Fitur ini berfungsi untuk menjaga kestabilan lensa kamera, pada saat smartphone mengalami sedikit guncangan ketika melakukan perekaman video. ASUS memadukan fungsi Gimbal OIS yang bakal mengoreksi posisi lensa secara real time dari 6 sumbu berbeda (hingga 3°), dan juga stabilisasi gambar secara elektronik (EIS). Benefitnya, video yang ditangkap pun bakal terlihat sangat stabil dan terjaga ketajamannya.

Hybrid Gimbal Stabilizer yang terdapat pada ASUS Zenfone 9, sangat membantu agar kita semakin pede saat ingin mengambil footage video dengan movement. Tanpa harus repot untuk menggunakan aksesoris gimbal tambahan, yang tentu bakal membutuhkan ruang ekstra jika ingin membawanya.

Siap Menemani Shooting Berlama-lama

Proses merekam video terkadang bisa memakan waktu yang cukup lama. Terlebih jika kita ingin membuat video dengan konsep yang tidak sederhana. Dan seperti yang kita tau, aktivitas merekam video itu bakal sangat menguras baterai.

Lagi-lagi, kekhawatiran akan kebahisan baterai dengan cepat bisa kita singkirkan jika menggunakan ASUS Zenfone 9. Baterai besar berkapasitas 4300 mAh pada smartphone compact ini bakal siap menemani shotting berlama-lama.

Ditambah dengan kapasitas penyimpanan mulai dari 128GB hingga 256GB, bakal memastikan bahwa ia akan memiliki ruang yang sangat cukup untuk menyimpan stok footage video yang kita tangkap.

Produksi Video Jadi Bebas Hambatan

Dari beberapa poin yang sudah saya sebutkan di atas, mungkin kamu akan mulai berpikir bahwa proses untuk membuat video agar bisa di-upload ke YouTube ternyata membutuhkan proses yang panjang.

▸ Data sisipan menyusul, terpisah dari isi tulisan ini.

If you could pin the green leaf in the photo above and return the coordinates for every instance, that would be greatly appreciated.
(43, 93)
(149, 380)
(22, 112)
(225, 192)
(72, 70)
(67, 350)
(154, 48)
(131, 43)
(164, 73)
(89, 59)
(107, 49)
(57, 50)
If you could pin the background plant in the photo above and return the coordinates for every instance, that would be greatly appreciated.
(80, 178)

Dan kenyataannya, memang benar demikian.

Berdasarkan pengalaman saya, ada dua kunci utama yang bakal mempercepat proses produksi video. Yang pertama adalah di tahap pengumpulan footage (rekaman video), dan yang kedua adalah di tahap pengeditan.

Proses perekaman video tanpa ada pergerakan kamera (camera movement) biasanya bakal lebih menghemat waktu. Karena dengan kamera yang tetap diam, biasanya bakal meminimalisir kesalahan dalam pengambilan gambar.

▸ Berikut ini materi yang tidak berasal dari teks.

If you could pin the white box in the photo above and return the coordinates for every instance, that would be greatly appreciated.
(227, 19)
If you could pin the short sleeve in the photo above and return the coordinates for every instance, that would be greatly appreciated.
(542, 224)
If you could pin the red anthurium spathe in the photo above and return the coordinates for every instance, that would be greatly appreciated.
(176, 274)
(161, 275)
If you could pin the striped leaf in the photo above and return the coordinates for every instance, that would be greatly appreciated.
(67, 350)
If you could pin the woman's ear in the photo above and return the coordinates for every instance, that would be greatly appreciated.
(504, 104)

Namun ada kalanya, sesekali kita harus menggunakan teknik camera movement. Agar video bisa terlihat lebih menarik. Nah, merekam dengan menggerakkan kamera inilah yang biasanya bakal memakan banyak waktu.

Menggerakkan kamera pada saat merekam, bakal beresiko membuat video menjadi terlihat goyang, hingga membuatnya nge-blur. Dan lazimnya, video yang goyang atau nge-blur ini bakal sulit untuk kita manfaatkan. Ujung-ujungnya, kita harus merekam ulang karena video yang nge-blur tersebut pasti tidak akan terpakai.

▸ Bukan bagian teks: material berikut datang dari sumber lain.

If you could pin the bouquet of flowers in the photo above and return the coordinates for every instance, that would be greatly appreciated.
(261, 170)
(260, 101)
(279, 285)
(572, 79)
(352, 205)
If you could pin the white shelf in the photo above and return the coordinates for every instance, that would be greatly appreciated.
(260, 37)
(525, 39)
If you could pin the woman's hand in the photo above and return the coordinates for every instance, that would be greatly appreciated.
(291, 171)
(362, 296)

Ingat dengan fitur Hybrid Gimbal Stabilizer tadi? Fitur yang ada pada ASUS Zenfone 9 tersebut dapat membantu proses perekaman, agar video lebih stabil dan minim blur. Alhasil, kita tidak perlu melakukan perekaman berulang-ulang. Tahap pengumpulan footage pun jadi lebih cepat selesai.